Throughout our readings for this Eighteenth Sunday in Ordinary Time this “bread of life” concept is explained and reinforced. In fact, John, Chapter 6, from which today’s Gospel reading is drawn, is known among many scholars and theologians as the “Bread of Life Discourse.”
Our First Reading from Exodus recounts what occurred in the desert after the Israelites had fled Egypt. They are quoted as saying that they had plenty to eat when they were in Egypt, and Moses seems to have led them into the desert to starve. Moses assures them that they will receive “bread from Heaven.” This miracle in the desert is the forerunner to what we are to learn about the Bread of Life from the Lord.
The Israelites are simply complaining. People who complain (even today) often look at the past or some previous event as being more positive than it may have been. Here are the Israelites looking with fondness back on their time as slaves and captives. Just as God met the needs of the Israelites in this account, He most often meets our needs as well. God has resources beyond our comprehension; the Israelites did not know the how of the bread which miraculously appeared. Our trust in God involves our trust in His ability to always meet our needs, to be with us in times of trial and stress.
In his letter to the Ephesians, St. Paul is trying to explain to them the unique and special qualities of being a Christian. As we as Catholics have become more mainstream in our society, we may tend to try to lessen our differences from others. Paul’s point is that we are different, that we look at life and society in a different way. This is, of course, a challenge for us and for all Catholics. Observe those who on the surface are Catholic throughout our country and our society. How many of them compromise Catholic beliefs to appear like others? Do we?
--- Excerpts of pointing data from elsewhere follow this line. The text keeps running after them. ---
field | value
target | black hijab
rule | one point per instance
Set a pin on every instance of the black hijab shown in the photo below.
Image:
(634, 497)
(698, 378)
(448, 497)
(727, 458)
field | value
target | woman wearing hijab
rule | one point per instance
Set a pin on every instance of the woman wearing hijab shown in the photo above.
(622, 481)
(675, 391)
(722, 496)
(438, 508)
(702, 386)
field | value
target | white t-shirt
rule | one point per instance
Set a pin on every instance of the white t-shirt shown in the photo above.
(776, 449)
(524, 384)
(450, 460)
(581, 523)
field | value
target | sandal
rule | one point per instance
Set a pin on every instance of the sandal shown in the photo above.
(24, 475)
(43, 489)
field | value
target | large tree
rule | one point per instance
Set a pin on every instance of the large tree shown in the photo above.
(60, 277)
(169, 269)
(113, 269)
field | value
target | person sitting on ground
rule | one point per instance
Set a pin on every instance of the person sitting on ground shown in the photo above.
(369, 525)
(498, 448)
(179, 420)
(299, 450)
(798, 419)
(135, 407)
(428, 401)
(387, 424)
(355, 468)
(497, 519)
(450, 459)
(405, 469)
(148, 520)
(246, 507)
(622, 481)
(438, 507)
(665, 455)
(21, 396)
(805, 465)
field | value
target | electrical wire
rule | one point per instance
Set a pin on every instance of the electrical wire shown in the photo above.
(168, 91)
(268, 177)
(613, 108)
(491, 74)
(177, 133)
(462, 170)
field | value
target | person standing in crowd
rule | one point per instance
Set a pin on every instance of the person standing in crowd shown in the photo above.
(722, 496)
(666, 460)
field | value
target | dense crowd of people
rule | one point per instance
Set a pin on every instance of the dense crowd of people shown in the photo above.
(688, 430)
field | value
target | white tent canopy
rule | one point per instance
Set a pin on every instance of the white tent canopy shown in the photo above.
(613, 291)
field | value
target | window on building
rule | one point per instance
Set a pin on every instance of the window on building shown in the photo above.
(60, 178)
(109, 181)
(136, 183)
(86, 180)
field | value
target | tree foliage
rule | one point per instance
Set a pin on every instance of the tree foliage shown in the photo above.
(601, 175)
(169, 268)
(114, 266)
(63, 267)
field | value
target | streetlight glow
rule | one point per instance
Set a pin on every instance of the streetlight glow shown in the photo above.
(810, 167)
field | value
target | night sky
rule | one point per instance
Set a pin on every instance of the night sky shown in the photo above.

As Paul indicates, if we are truly pursuing our faith as a way of life, we must be willing to change and to “be renewed in the spirit of your minds, and put on the new self, created in God’s way in righteousness and holiness of truth.”
In the Gospel from John, part of that discourse on the Bread of Life, Jesus prompts us to see the gift He gives us, that Bread of Life. Our Gospel readings for the past few weeks have emphasized this special gift from the Lord. From His feeding of the 5,000 about which we received the Word last week to this week’s declaration Christ broadens our understanding of the meaning of the Eucharist. Jesus is the Bread of Life who brings life to all who receive Him. This is fundamental to our beliefs and practices. In the First Reading from Exodus God delivered Israel from Egypt and He provided them with food so they could live while crossing the desert. That food was real food. However, it only sustained them in this life. Jesus as the Bread of Life not only sustains us here and now, but in a life that will endure forever. Every time we celebrate the Eucharist we celebrate the paschal mystery by which Jesus offers Himself as a sacrifice, and through that offering He is raised from the dead. Our participation in His dying and rising is through the Eucharist.